Every Federal or Postal employee whom I represent believes that his or her case is a “slam dunk” case, and it is the job of an OPM Disability Attorney to present it as such, but within the limitations of what the doctor & other supporting documentation will provide.  Once a Federal Disability Retirement application has been filed with the Office of Personnel Management, then the destiny of one’s future plans is somewhat placed in the hands of the OPM benefits clerk.  

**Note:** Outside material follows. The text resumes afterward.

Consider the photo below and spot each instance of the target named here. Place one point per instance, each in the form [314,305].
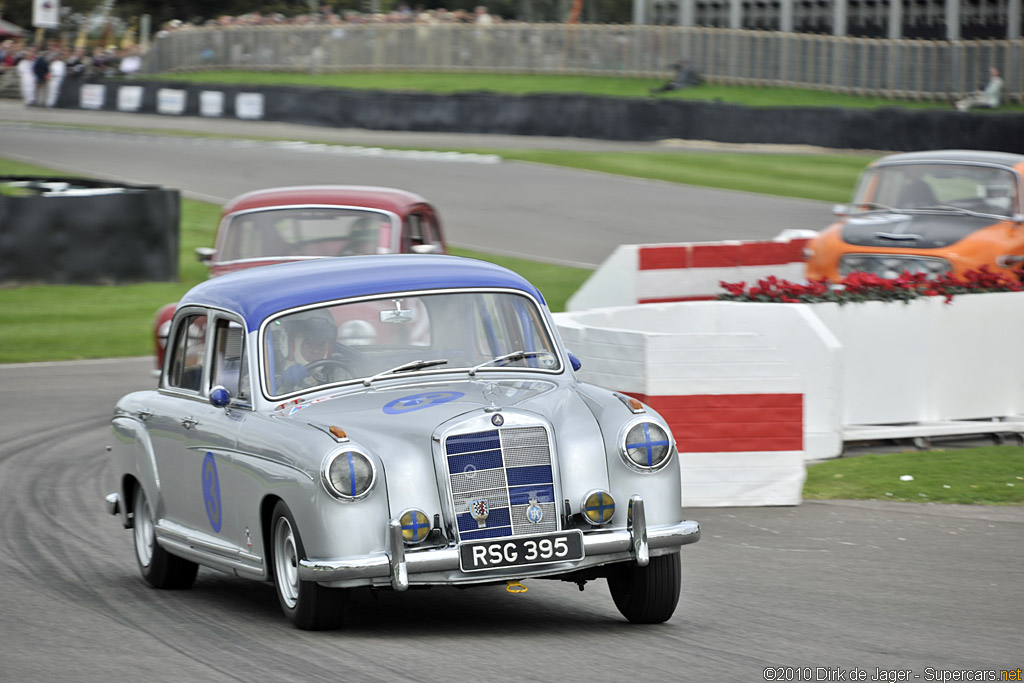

Activity often gives the appearance of progress, and inactivity presents a frustrating sense of powerlessness.  But waiting is part of the process.  As such, it is best to make plans, prepare for one’s future in other ways, and allow the Office of Personnel Management to review one’s case properly and thoroughly.

Sincerely,

Robert R. McGill, Esquire

OPM Disability Retirement: Reconsiderations

The Office of Personnel Management does not give a decision over the telephone.  At least, that is their stated policy.  They ask that you instead wait for their written decision, which will be “sent in the mail shortly”.  Sometimes, of course, either by the tone of the conversation or by some slip of the tongue, one can discern whether or not a Federal Disability Retirement application has been approved or denied.  But such “guessing” can be a dangerous endeavor to engage in, and as such, I follow the very policy of OPM and will not convey to my client any “internal thoughts” following upon any discussions with an OPM representative. 

First of all, I find that calling an OPM representative too often is counter-productive; they are overworked as it is, and repeatedly inquiring about the “status” of one of my cases only irritates them further, and there is always the danger of having it denied simply to get rid of it (aghast — can this possible ever happen?).  Second, I made the mistake many, many years ago of once telling my client that his/her case had been approved, when in fact it had been denied.  I learn from my mistakes.  Hopefully, my experiences gained from such mistakes have made me wiser today.